One of the biggest sources of volatility in the last couple of months (and one of the major contributors to the big bump in job-getters in September) was the group between the ages of 20 and 24.
Historically, the employment levels for that group have dropped sharply in September, probably because many people in their early 20s are leaving summer jobs and going back to school.
For each year since 1948, the average level of employment for this group has fallen by 398,000 from August to September. In fact, before this year, employment for this age group had risen just two times in that period: 1954 (a gain of 5,000), and 1961 (a gain of 22,000).
This year was the third time on record that the number of people in this age group gained jobs in September, and the gain was big: 101,000.
How to explain this major deviation from the historical trend, other than conspiracy theories for which there is no evidence?
If you look back at August, an unusually high share of this age group stopped working, compared to past employment patterns in August. From 1948 to 2011, the number of those 20 to 24 who had jobs fell by an average of 98,000 from July to August. This past August, it fell by 530,000, the biggest loss on record.
Over the last couple of decades, the job losses for this age group have been getting bigger each August, suggesting that over time young people have been leaving their summer jobs earlier and earlier.
In other words, what we might be seeing is an evolution of seasonal patterns - people starting school and leaving their summer gigs earlier in the summer - which has big implications for how the Labor Department digests and reports the monthly jobs d ata.

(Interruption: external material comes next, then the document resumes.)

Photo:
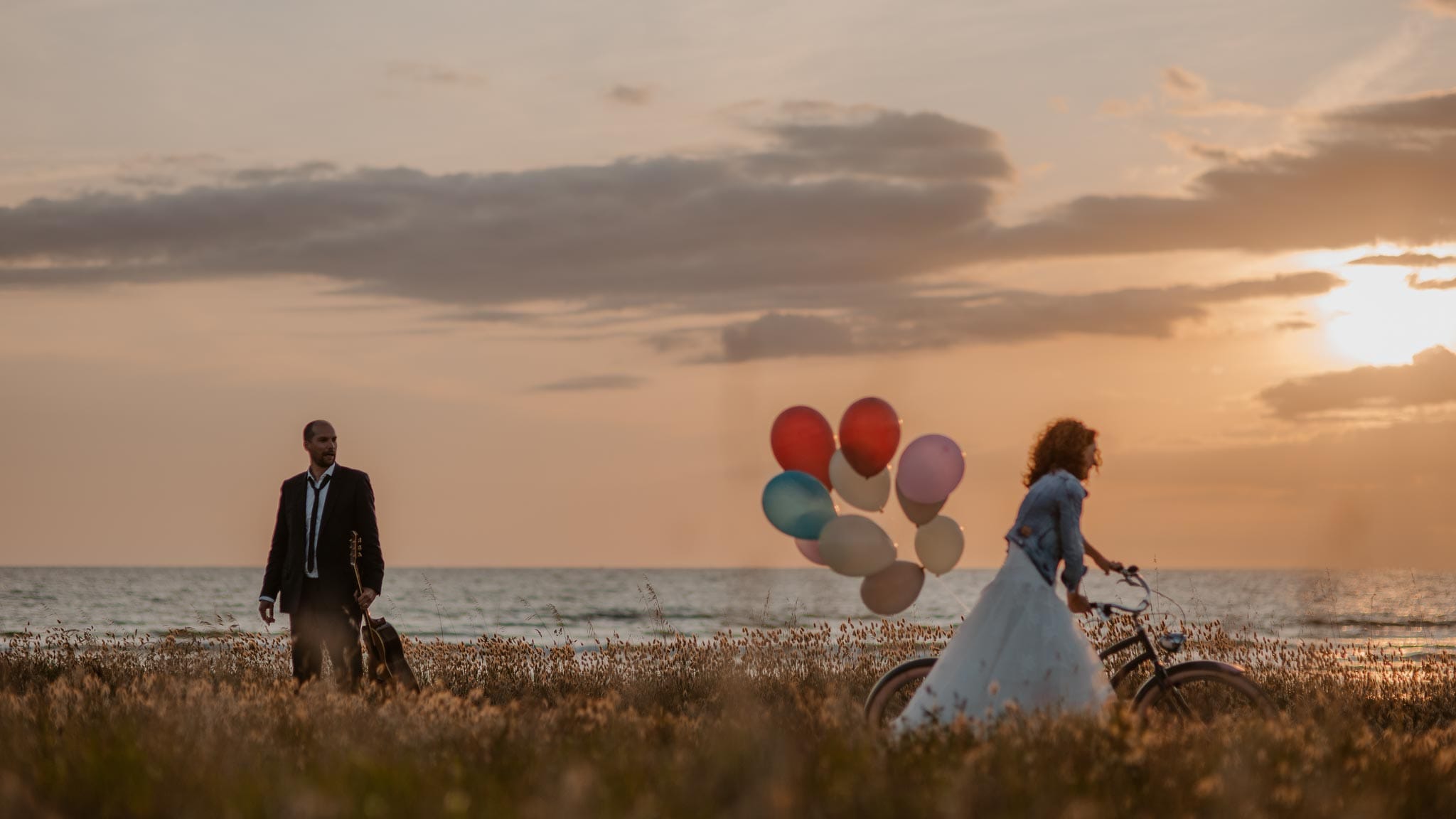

The Bureau of Labor Statistics adjusts its raw survey data to correct for seasonal patterns, and since we've come to expect a decline in employment for those 20 to 24, the economists at the bureau increased the level of employment for this group in the seasonally adjusted numbers.
Changes in seasonal patterns like this one can introduce more error into the headline numbers, and can at least partly explain why the overall change in household employment looked so much bigger in September than seems plausible. After seasonal adjustment, the increase in employment among those 20 to 24 was given as 368,000. That's about 42 percent of the overall increase in employment growth for people of all ages. (After making seasonal adjustments, the employment level for 20- to 24-year-olds was reported as declining by 250,000 in August.)
All of which is to say the bureau aims to release the most informative numbers it can. But it is seeking to measure the state of the American job market quickly, based on surveys that are inherently incomplete - and the adjustments that are meant to fill in the gaps have their own shortcomings, particularly when seasonal trends change.
In case you still believe that the models the bureau uses are being manipulated to put President Obama in a better light, note that there are not even any political appointees currently serving in the Bureau of Labor Statistics. They're all career civil servants who have worked under both Republican and Democratic administrations. (The commissioner of the bureau is supposed to be a political appointee, but right now that position is vacant. The acting commissioner, Jack Galvin, has been temporarily holding the position since January, and he is a career civil servant.)
I also called the Bureau of Labor Statistics to ask about another conspiracy theory I heard: that the bureau changed one question on its household survey recently. Fran Horvath, a senior economist, said that was not so.